KISS: IN-DEPTH REVIEW
Date: 11th August, 2015
Hello and welcome to the first part of our In-Depth Review of Stern's Kiss.
In this review we'll be examining the Pro version of the game which was the first to be produced and the most common variant found on location. The LE and Premium models add a few bells and whistles to the mix, but it's fundamentally the same game.
It's no secret that Kiss was brought to production in a relatively short time - some have suggested it took just four months from John Borg's first playfield design to production starting, which would be an impressive team effort if it proved to be accurate. Kiss certainly doesn't look or feel like it was rushed, except maybe for the software which was at a relatively early stage when the game was first released.
As is customary in these reviews, we'll begin our look at the game with the exterior artwork and hardware, before heading under the glass to examine the playfield features.
As far as the cabinet and backbox are concerned, this is a standard Stern game with a
The cabinet artwork - like the rest of the art package - is by Kevin O'Connor, who also did the artwork for the first Kiss game, and there are a number of similarities with the 1976 Bally version.

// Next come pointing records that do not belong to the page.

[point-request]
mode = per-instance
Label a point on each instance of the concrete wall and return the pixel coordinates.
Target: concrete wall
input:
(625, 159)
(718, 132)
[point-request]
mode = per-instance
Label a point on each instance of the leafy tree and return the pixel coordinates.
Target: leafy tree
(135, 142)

The cabinet sides, for example, feature the same four Kiss band members' faces in full make-up against a background of flames. With modern decal printing there is no longer the three colour (black, white & red) limitation, so Stern's Kiss features smooth graduations in the flames, various facial tones, and realistic highlights in the hair.

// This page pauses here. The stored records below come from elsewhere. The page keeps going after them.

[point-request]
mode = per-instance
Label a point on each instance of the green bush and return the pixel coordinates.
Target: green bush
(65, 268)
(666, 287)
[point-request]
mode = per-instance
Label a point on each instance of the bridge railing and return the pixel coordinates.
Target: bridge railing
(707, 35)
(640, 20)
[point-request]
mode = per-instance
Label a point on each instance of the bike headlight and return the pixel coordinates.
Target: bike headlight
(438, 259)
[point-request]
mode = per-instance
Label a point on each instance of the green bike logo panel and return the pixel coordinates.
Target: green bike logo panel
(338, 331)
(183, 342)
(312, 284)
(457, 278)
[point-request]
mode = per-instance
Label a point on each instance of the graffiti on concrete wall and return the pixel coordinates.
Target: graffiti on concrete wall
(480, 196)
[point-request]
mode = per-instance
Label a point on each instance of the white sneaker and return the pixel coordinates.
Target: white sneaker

Interestingly, the Limited Edition and Premium models all feature the same cabinet art design but use different colour palettes. While the Pro is predominantly pink and blue, the LE is red and orange, and the Premium is red and grey.
This is also true for the cabinet front and backbox side art.
The backglass (or translite on the Pro and Premium) design is also the same on all three models with colour difference around the KISS logo and in the border.
Ignoring the wildly flattering muscle tone of Gene Simmons and Paul Stanley, the design is every bit as flamboyant and overblown as the band's live stage performances. It is highly reminiscent of the Bally design, but isn't restricted by the score and credit display windows, allowing the band to spread out across the stage more.
One feature lacking from the Bally version is the individual lighting of the K-I-S-S letters in the backglass/translite. Nor is this advertised as a feature in the LE or Premium models, so that's one opportunity for a third-party add-on.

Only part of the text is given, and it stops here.